In rounding off 2009 with a pair of light comedies, it would appear Scottish Opera were playing their cards safely, but Colin McColl's production of The Italian Girl in Algiers, though amusing and light-hearted, is anything but. A collaboration with New Zealand Opera, McColl's staging of the Rossini's hit is bewildering and at times utterly bizarre, though he's managed to pull off what seems an incredibly audacious concept as something that's really quite excellent.
McColl's idea is that "Rossini's early works – written quickly and to order – were the soap opera's of their day", and so re-imagines The Italian Girl as a daytime b-drama. The lynchpin of the performance is McColl's utilisation of green-screen technology: the actors are filmed in real time, and projected onto a screen at the back of the set with various backgrounds, from blooming roses to yacht-strewn beaches. Though this gives rise to plenty of amusing slapstick moments, McColl's real victory here is how he sets the two genres of dramma giocoso and soap opera against one another so that they conflict and undermine, yet also compliment each other perfectly. Over the evening we are invited to laugh equally at both forms of high and low art, and most of the time it is surprisingly very, very funny.
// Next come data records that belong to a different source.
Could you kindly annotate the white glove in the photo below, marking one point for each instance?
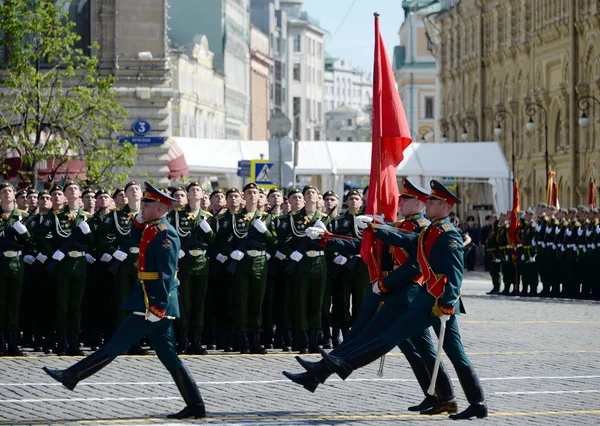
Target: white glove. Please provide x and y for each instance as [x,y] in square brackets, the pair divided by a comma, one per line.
[120,255]
[319,224]
[237,255]
[85,228]
[314,233]
[260,226]
[20,228]
[58,255]
[205,227]
[151,317]
[362,221]
[296,256]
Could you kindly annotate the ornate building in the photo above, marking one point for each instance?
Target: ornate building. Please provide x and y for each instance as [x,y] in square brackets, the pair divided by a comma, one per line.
[526,67]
Occasionally, however, it goes too far. There are moments when a trio of scantily clad beach babes appear on stage during a great tune for seemingly no other reason than to distract us from it, as if McColl were scared we'd remember we were at opera rather than in front of the telly. And when they come out bouncing around on beach balls for no apparent reason, the joke starts to get annoyingly old. This is a small gripe though in a staging that could have gone incredibly wrong were it not for the creativity involved in the production and the energy with which it is performed. Tiziano Bracci, Karen Cargill and Thomas Walker manage to carry the humour of McColl's vision without totally obscuring the comedy of the original libretto. Cargill is particularly wonderful, and her vocal performance as Isabella is a joy to hear. So – yes, yes, yes. There's nothing better than seeing a talented company go all out on something that goes all the way.